By Shallalla
There’s a German song that goes something like this:
A day so beautiful as this one
Such a day should never end.
It’s pretty popular among soccer fans when their team is on the winning side.
I was seven, maybe eight years old, sitting in the back seat of my parent’s car, when that song came up on the radio. I belted along, not a care in the world. I was happy.
It only lasted for a moment.
My mother switched off the radio, turned around, and yelled at me.
“How dare you say that this early in the day? It’s not even midday! Who knows what’ll happen! Shut up! Imagine if someone dies today! How bad will you feel for singing that song!”
Not only did I shut up, but I also made a mental note that read: “Joy is dangerous.” It sounded like there was a connection, cause and effect. If you’re happy, something terrible will happen.
I lived according to that belief for more than three decades. Between you and I: It’s not a fun way to live.
The moment I broke through that hypothesis is as vivid as the memory from the backseat of that wine-red Toyota Corolla. I worked my way through group therapy, schema therapy, to be precise.
My insides were on fire. A migraine warmed up behind my eyes, threatening to knock me out any moment.

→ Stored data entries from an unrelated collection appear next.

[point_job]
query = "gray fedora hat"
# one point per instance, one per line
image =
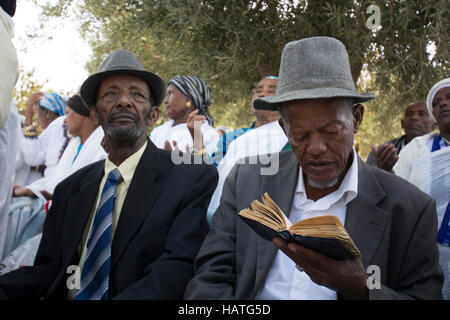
(122, 62)
(313, 68)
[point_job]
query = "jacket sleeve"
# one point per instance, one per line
(215, 265)
(30, 282)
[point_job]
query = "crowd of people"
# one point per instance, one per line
(95, 207)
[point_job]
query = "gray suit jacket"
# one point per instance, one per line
(393, 224)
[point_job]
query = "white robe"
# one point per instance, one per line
(262, 142)
(180, 133)
(8, 152)
(91, 152)
(9, 71)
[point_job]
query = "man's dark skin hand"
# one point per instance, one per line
(386, 156)
(346, 277)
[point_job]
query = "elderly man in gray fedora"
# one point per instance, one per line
(130, 226)
(391, 222)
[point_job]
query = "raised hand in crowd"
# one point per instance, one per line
(386, 156)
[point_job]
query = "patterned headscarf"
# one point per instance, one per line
(54, 102)
(198, 91)
(437, 86)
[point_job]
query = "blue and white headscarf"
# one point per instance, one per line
(54, 102)
(437, 86)
(198, 91)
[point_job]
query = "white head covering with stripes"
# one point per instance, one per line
(198, 91)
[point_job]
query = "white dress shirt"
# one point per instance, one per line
(284, 281)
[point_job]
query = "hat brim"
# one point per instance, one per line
(273, 103)
(90, 85)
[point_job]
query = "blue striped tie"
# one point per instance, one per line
(95, 276)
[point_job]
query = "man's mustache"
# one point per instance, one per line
(122, 114)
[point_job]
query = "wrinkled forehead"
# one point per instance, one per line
(416, 106)
(123, 81)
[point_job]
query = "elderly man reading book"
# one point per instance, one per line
(391, 222)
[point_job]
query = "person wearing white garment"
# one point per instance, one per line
(9, 65)
(83, 149)
(425, 163)
(262, 141)
(8, 151)
(42, 152)
(185, 95)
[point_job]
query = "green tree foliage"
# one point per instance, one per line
(233, 44)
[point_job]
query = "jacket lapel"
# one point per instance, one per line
(140, 198)
(79, 208)
(365, 221)
(281, 188)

I expected brain hemorrhage but what I got was a significant light bulb moment.
Are you ready for this?
Bad stuff happens regardless of how I feel.
I can’t prevent people from becoming sick (or even dying) by keeping joy out of my life. Heck, I am going to die, no matter how much bliss I reject.
And not just that. Looking at one of my favorite authors, Dr. Joe Dispenza, it seems my chances to stay healthy are actually higher the happier I am!
Why am I sharing this with you?
Because I want you to be happy.
I want you to be living, breathing, contagious joy that affects every life you touch.
It’s my vision for you to inspire the universe.
The last one and a half years took their toll on me and my ability to experience joy. It crept in slowly. When I noticed it, I decided to fight for my happiness. To seek out delight every single day.
What gives you joy? What makes you happy? If you feel like sharing, please drop me a line.
I opted for something drastic. Actually, not “something,” someones. They are moving in with me this weekend.
Guess what I will be singing all day long?